JSON file: skincare_books.json Creates the JSON file locally and load the contents of the file from GitHub in a DataFrame

# Generate the JSON file
JSON_books <- toJSON(list(books = books), auto_unbox = TRUE)

#Save the JSON file in local directory
writeLines(JSON_books, JSON_file)

JSON_file_GIT <- read_json("https://raw.githubusercontent.com/BeshkiaKvarnstrom/MSDS-DATA607/main/skincare_books.json", simplifyVector = TRUE)

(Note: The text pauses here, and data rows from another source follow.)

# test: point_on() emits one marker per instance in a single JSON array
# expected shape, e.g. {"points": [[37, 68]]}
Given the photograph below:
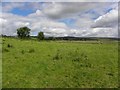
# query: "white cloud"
{"points": [[110, 19]]}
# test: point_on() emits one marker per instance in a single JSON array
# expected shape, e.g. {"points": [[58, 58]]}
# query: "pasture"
{"points": [[59, 64]]}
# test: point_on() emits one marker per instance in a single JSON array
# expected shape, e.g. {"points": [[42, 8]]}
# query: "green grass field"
{"points": [[59, 64]]}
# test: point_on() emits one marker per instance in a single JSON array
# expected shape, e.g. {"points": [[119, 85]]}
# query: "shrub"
{"points": [[5, 50], [31, 51], [22, 51], [9, 46]]}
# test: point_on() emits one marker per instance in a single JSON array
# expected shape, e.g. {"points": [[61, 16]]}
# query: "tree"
{"points": [[23, 32], [40, 36]]}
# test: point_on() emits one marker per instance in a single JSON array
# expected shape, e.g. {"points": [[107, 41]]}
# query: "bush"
{"points": [[5, 50], [31, 51], [9, 46]]}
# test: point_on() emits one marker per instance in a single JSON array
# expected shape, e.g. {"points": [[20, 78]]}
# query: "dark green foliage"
{"points": [[22, 51], [5, 50], [40, 36], [31, 51], [9, 46], [23, 32]]}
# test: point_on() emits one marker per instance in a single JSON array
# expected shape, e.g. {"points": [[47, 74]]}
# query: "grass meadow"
{"points": [[59, 64]]}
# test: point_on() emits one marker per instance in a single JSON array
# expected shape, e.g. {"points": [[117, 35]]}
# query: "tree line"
{"points": [[24, 32]]}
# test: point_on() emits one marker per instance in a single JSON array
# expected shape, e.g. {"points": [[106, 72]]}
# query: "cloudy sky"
{"points": [[80, 19]]}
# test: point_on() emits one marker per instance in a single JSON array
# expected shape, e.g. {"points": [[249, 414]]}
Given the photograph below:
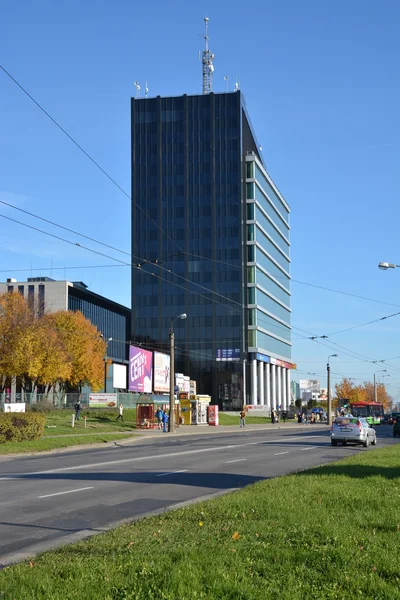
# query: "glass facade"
{"points": [[111, 319], [189, 174], [270, 288]]}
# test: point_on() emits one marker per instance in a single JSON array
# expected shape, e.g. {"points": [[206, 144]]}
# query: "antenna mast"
{"points": [[207, 59]]}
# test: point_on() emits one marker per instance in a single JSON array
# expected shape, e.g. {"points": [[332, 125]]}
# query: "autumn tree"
{"points": [[16, 321], [84, 347]]}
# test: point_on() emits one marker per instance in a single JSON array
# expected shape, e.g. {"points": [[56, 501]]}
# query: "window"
{"points": [[251, 295], [251, 278], [250, 233], [250, 191], [250, 211], [250, 170], [251, 253]]}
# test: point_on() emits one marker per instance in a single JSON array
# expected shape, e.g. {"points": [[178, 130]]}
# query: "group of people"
{"points": [[306, 418], [162, 419]]}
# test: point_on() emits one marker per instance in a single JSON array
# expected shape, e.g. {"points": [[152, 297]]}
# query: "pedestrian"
{"points": [[121, 412], [165, 421], [159, 415], [78, 409]]}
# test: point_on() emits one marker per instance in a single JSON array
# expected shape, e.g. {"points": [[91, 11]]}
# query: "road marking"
{"points": [[171, 473], [68, 492], [122, 461]]}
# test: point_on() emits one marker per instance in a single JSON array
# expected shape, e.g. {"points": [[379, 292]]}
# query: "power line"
{"points": [[87, 154]]}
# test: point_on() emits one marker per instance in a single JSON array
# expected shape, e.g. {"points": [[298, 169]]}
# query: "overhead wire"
{"points": [[87, 155]]}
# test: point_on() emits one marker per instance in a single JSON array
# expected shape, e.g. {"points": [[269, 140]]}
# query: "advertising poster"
{"points": [[140, 370], [162, 370], [102, 400]]}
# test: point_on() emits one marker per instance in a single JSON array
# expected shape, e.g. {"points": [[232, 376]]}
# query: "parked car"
{"points": [[353, 430]]}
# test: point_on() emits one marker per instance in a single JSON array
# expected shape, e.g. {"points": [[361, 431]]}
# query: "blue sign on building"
{"points": [[224, 354]]}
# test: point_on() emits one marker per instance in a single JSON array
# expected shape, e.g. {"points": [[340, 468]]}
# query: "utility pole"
{"points": [[171, 421]]}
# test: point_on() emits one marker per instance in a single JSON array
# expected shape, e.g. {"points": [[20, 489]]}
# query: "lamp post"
{"points": [[328, 370], [381, 371], [105, 363], [171, 421]]}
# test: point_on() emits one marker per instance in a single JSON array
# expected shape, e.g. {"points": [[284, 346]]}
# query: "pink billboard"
{"points": [[140, 370]]}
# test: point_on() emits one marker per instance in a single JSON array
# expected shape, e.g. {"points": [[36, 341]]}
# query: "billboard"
{"points": [[162, 372], [310, 385], [103, 400], [140, 370], [119, 376]]}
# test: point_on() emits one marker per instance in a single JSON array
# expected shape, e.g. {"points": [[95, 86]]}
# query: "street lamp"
{"points": [[171, 421], [105, 362], [381, 371], [328, 370], [385, 266]]}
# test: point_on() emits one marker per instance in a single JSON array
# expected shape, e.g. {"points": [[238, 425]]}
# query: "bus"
{"points": [[372, 411]]}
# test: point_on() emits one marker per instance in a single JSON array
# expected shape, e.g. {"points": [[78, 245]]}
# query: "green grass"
{"points": [[225, 419], [97, 421], [58, 442], [327, 533]]}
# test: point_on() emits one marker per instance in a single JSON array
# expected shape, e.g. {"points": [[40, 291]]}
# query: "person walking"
{"points": [[78, 409], [159, 415], [121, 412], [165, 421]]}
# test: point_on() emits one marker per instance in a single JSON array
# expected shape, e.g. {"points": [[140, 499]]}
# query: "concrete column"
{"points": [[261, 383], [254, 382], [284, 395], [273, 386], [288, 388], [278, 387], [267, 381]]}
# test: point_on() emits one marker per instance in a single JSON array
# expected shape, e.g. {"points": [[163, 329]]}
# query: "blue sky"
{"points": [[322, 88]]}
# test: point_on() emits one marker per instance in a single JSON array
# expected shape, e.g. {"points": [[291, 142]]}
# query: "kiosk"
{"points": [[199, 409]]}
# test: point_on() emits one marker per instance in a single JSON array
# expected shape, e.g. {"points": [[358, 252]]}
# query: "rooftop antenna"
{"points": [[207, 58]]}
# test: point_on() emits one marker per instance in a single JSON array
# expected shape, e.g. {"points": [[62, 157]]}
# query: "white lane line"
{"points": [[68, 492], [122, 461], [171, 473]]}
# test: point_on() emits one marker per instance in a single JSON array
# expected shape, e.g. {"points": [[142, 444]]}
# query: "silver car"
{"points": [[354, 430]]}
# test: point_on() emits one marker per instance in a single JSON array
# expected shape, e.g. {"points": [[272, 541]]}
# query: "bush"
{"points": [[17, 427]]}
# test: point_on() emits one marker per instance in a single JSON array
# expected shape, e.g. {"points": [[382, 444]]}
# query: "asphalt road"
{"points": [[50, 500]]}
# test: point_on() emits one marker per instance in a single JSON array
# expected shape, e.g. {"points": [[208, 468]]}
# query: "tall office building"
{"points": [[210, 232]]}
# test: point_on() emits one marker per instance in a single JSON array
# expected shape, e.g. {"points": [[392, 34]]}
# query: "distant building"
{"points": [[48, 295]]}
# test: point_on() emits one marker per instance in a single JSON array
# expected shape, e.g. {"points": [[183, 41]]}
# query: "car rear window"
{"points": [[343, 422]]}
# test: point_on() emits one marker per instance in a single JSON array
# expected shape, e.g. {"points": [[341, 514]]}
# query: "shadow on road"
{"points": [[221, 481]]}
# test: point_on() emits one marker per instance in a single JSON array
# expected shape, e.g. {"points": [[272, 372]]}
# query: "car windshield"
{"points": [[343, 422]]}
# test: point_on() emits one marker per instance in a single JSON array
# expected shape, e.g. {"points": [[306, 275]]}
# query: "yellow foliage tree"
{"points": [[84, 347]]}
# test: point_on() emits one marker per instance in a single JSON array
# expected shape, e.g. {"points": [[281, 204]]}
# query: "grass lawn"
{"points": [[57, 442], [97, 421], [327, 533], [225, 419]]}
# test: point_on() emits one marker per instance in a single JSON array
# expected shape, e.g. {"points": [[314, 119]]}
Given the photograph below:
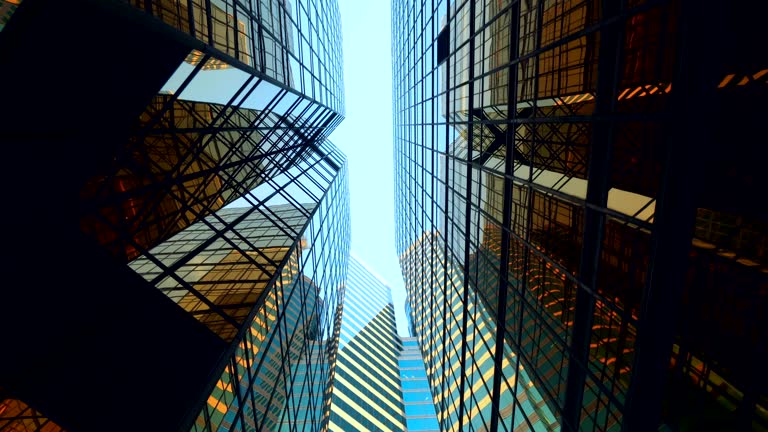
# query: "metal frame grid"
{"points": [[532, 149], [245, 115], [278, 372]]}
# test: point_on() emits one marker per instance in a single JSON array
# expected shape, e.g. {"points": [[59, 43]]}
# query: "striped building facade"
{"points": [[417, 396], [366, 393]]}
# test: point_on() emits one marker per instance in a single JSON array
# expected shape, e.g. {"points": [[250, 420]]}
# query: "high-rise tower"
{"points": [[566, 198], [366, 389], [133, 124]]}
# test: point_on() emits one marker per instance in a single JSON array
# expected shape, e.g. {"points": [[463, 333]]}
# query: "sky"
{"points": [[365, 136]]}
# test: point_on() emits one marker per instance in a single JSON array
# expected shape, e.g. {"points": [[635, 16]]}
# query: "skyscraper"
{"points": [[366, 389], [417, 397], [565, 203], [141, 301]]}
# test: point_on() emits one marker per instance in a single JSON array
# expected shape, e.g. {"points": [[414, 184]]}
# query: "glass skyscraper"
{"points": [[576, 212], [145, 301], [366, 389]]}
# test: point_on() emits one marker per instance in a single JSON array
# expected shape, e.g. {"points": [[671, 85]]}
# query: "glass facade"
{"points": [[209, 242], [417, 394], [567, 224], [366, 387]]}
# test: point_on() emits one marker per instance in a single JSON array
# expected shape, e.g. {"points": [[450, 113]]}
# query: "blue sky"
{"points": [[365, 136]]}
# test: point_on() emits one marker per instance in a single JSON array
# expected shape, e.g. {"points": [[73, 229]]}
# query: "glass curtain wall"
{"points": [[538, 147]]}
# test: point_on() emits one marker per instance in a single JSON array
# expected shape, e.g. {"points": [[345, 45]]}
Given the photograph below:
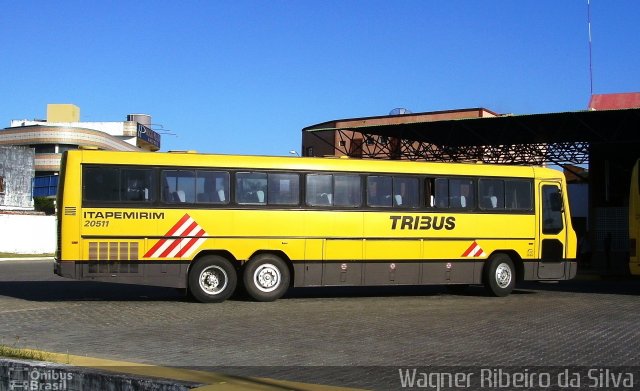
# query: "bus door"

#Load the JSON File into a Dataframe
booksJSONDF <- JSON_file_GIT

#Use fromJSON function to parse the code
JSONbooks_parsed <- fromJSON(JSON_books)
JSONbooks_parsed
## $books
##                                                                                                        BookTitle
## 1                           The Black Skin Care Guide: How to Achieve and Maintain Flawless Skin for Black Women
## 2 Skincare for Women of Color: How to Fade Dark Spots, Even Skin Tone, and Achieve a Healthy, Radiant Complexion
## 3                             Beautiful Black Skin: For Women of Color - Unlocking the Secrets to Beautiful Skin
##                                 Authors Publication_Year    Format Book_Price
## 1   Candace Jenkin, Agnes Jean-Baptiste             2019 Paperback     $44.95
## 2 Celia J. Anderson, Danielle J. Glover             2020 Paperback     $35.95
## 3                         Carla Trowell             2017 Paperback        $42
head(booksJSONDF)%>% kable() %>% 
  kable_styling(bootstrap_options = "striped", font_size = 12) %>% 
  scroll_box(height = "100%", width = "100%")
BookTitle Authors Publication_Year Format Book_Price
The Black Skin Care Guide: How to Achieve and Maintain Flawless Skin for Black Women Candace Jenkin, Agnes Jean-Baptiste 2019 Paperback $44.95
Skincare for Women of Color: How to Fade Dark Spots, Even Skin Tone, and Achieve a Healthy, Radiant Complexion Celia J. Anderson, Danielle J. Glover 2020 Paperback $35.95
Beautiful Black Skin: For Women of Color - Unlocking the Secrets to Beautiful Skin Carla Trowell 2017 Paperback $42

Are the three data frames identical?

The three output files(HTM:, XML, JSON) are different. However All three dataframes look the same. All three are the same.